All pull requests should be merged not by a human, but by bot. On GitHub, you can find lots of them. I use and recommend Rultor. Read in more details.

README

Proper README styling really helps in project understanding. Unfortunately, most people don’t style their README, instead, they go to Confluence/Wiki pages and post unlimited amount of documents and information about the project. 1 README file must be your documentation. Period.

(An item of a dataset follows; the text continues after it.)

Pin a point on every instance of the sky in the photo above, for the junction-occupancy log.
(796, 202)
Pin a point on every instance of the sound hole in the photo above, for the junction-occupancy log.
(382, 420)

There are few points that definitely should be in your README file:

  • Useful badges (CI status, deployment status, code coverage report, license, etc.)
  • What it is and what problems does it solve
  • Prerequisites
  • Quick Start
  • How to contribute

Tickets

Your project should be traceable. In order to achieve that you will need to discipline your team. Just follow simple rule: don’t make changes without a ticket. Tickets should be the smallest as possible. If it doesn’t - decompose it into smaller ones. I even suggest you to try Puzzle-Driven-Development and micro-tasking.

Dependency management bot

After your project will be successfully deployed and used by many users you should watch your dependency list. Time to time check if some dependencies are too old or not. Don’t do it manually, instead delegate this work to the bots. Renovate bot can be a good fit.

By the way, you can use l3r8yJ/elegant GitHub repository template for creating such project from the 1st commit.